The score does not show Tchaikovsky at his most inspired, despite moments of true loveliness, but it must surely be Zambello’s approach that’s the problem. She goes all out for a traditional, seemingly Kirov-inspired, staging, complete with painted flats, follow-spots and rhubarbing peasants.
There’s nothing wrong with that once in a while, and it’s probably entirely appropriate for a show that should draw children in and get them hooked on opera and ballet at an early age. Unfortunately, it falls flat here a lot of the time and even scenes of great comic potential, such as the four fat suitors forced, like so many Falstaffs, to dive into sacks to avoid detection, limp somewhat.
The director’s eye seems to be more on marshalling her magnificent resources than finding anything in the text, not that one would expect a deep and meaningful reading of a fantasy in which witches fly, demons cavort and a pact with the devil seems to have no lasting consequences.

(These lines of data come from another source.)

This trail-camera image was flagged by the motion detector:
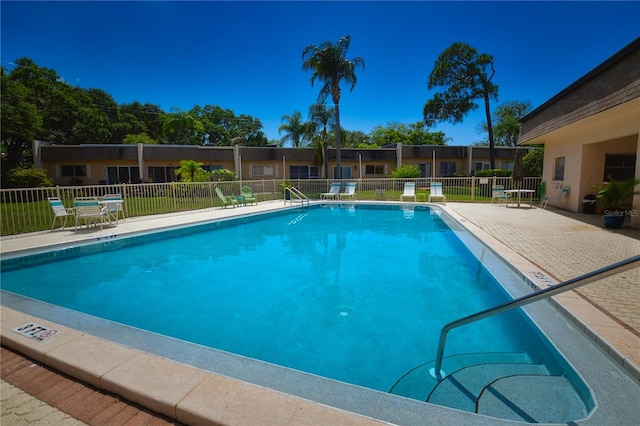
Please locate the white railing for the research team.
[0,177,540,235]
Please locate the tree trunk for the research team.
[322,132,329,179]
[484,91,496,170]
[334,100,342,179]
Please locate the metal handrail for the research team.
[431,255,640,381]
[284,186,309,207]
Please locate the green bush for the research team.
[522,148,544,176]
[211,169,237,181]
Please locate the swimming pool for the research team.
[3,206,632,424]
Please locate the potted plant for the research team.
[593,176,640,229]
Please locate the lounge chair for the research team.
[338,182,356,200]
[100,194,125,224]
[320,182,341,200]
[73,197,108,231]
[400,182,416,201]
[429,182,447,204]
[216,188,238,209]
[491,185,511,206]
[49,197,75,231]
[240,186,258,205]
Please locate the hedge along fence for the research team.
[0,177,540,236]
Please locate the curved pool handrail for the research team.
[431,255,640,381]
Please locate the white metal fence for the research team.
[0,177,540,235]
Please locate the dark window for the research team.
[440,161,456,176]
[289,166,319,179]
[364,164,384,176]
[553,157,564,180]
[107,166,140,185]
[60,166,87,177]
[603,154,636,182]
[148,167,176,183]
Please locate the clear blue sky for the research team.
[0,1,640,145]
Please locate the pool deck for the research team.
[0,201,640,425]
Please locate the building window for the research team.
[417,163,431,177]
[471,161,491,173]
[107,166,140,185]
[603,154,636,182]
[364,164,384,176]
[289,166,319,179]
[500,161,515,170]
[148,167,177,183]
[553,157,564,180]
[333,166,351,179]
[440,161,456,176]
[251,164,276,176]
[60,166,87,177]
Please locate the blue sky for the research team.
[0,0,640,145]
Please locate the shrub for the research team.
[522,148,544,176]
[211,169,237,181]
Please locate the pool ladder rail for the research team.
[431,255,640,381]
[284,186,309,207]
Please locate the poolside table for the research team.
[504,189,536,208]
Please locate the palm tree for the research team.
[278,111,306,148]
[302,36,364,179]
[309,104,336,178]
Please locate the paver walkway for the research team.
[0,347,177,426]
[449,203,640,336]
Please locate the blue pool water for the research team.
[2,205,557,392]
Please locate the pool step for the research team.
[390,353,587,423]
[477,376,588,423]
[426,363,548,412]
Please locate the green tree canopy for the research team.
[481,101,531,146]
[122,133,158,145]
[302,36,364,179]
[278,111,308,148]
[162,107,204,145]
[423,42,498,169]
[370,122,447,146]
[174,160,207,182]
[0,67,42,171]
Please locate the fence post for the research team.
[471,176,476,202]
[171,181,178,212]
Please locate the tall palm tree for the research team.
[309,104,336,178]
[278,111,306,148]
[302,36,364,179]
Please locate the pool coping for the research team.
[2,203,640,424]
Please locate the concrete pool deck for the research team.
[0,201,640,425]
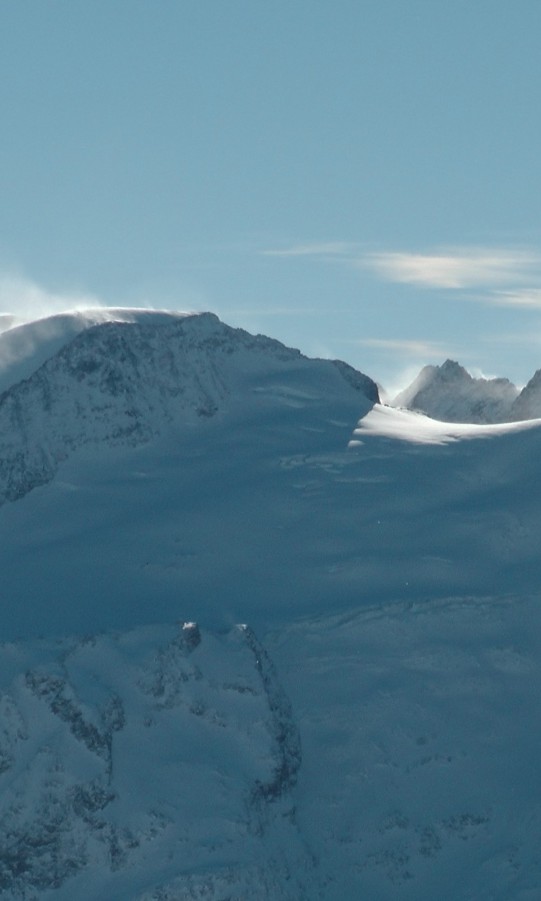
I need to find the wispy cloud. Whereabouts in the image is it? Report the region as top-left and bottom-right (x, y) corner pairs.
(0, 273), (104, 320)
(352, 338), (449, 357)
(262, 241), (358, 260)
(359, 248), (541, 290)
(486, 288), (541, 310)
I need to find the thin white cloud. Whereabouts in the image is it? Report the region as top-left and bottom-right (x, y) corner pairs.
(0, 274), (104, 321)
(354, 338), (448, 357)
(359, 248), (541, 290)
(262, 241), (356, 259)
(485, 288), (541, 310)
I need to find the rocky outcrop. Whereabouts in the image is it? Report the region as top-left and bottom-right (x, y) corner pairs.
(0, 313), (377, 503)
(0, 622), (318, 901)
(393, 360), (518, 423)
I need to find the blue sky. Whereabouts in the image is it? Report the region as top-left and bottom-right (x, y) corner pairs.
(0, 0), (541, 390)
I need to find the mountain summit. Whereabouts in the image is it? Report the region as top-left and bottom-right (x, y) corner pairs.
(0, 312), (379, 503)
(393, 360), (519, 423)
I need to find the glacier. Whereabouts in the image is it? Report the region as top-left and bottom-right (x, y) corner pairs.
(0, 310), (541, 901)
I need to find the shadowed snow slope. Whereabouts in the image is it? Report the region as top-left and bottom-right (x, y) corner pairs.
(0, 314), (541, 901)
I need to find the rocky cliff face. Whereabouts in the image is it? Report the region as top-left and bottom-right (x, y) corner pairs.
(0, 314), (378, 503)
(0, 623), (318, 901)
(393, 360), (519, 423)
(510, 369), (541, 420)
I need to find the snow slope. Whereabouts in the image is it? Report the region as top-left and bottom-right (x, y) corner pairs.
(0, 314), (541, 901)
(393, 360), (520, 423)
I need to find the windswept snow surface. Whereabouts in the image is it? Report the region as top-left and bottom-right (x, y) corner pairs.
(0, 315), (541, 901)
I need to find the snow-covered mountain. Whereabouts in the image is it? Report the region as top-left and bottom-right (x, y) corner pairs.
(510, 369), (541, 420)
(0, 311), (541, 901)
(393, 360), (516, 423)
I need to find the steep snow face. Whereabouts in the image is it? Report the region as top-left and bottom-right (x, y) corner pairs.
(393, 360), (519, 423)
(0, 314), (377, 502)
(510, 369), (541, 419)
(0, 623), (320, 901)
(0, 307), (189, 393)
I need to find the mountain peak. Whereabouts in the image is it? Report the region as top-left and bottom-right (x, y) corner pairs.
(393, 359), (519, 423)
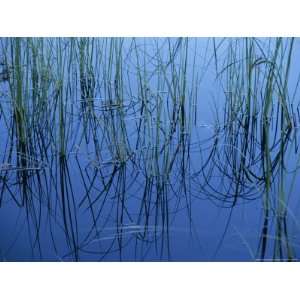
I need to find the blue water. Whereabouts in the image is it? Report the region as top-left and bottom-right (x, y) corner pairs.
(0, 38), (300, 261)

The designs (Mikhail Mokrov sets and Tatiana Noginova costumes) are truly spectacular – except perhaps for the insipid underwater ballet that opens the second half – and there are plenty of opportunities for those audiences who want to applaud the scenery.
There’s not a lot wrong with the singing either, with star turns from Olga Guryakova as the vain, silly Oxana and Vsevolod Grivnov as a sturdy and harmonious blacksmith, Vakula, whose impassioned outpourings of love are strengthened by the bite of frustration and despair.
Maxim Mokhailov is an appealingly comic devil and Sergei Leiferkus luxury casting as His Highness, with one big number in the St Petersburg court scene. Larissa Diadkova’s fruity witch Solokha has one of the highlights of the evening in her Act IV duet of lamentation with Guryakova.
Alexander Polianichko‘s conducting is smooth and lush but could have a bit more sparkle, which might lift things, while the (almost) all-Russian cast, conductor and creative team lend an air of authenticity throughout.
The story, like Rimsky-Korsakov’s Christmas Eve, is drawn from a Gogol story and is a lively Ukrainian folktale with plenty of ballet interludes, maypole prancing and whirling Cossacks, making for a complete package of the arts.
The Tsarina’s Slippers isn’t likely to knock The Nutcracker off its Christmas pedestal just yet, but if the performance grows sufficiently it could well become a standard part of the traditional festive repertoire. Most of the ingredients for a magical family entertainment are there and a bit more oomph could do it.
The Tsarina’s Slippers will be broadcast on BBC Radio 3 on Saturday 5 December at 6.30pm and on BBC 2 over the Christmas period.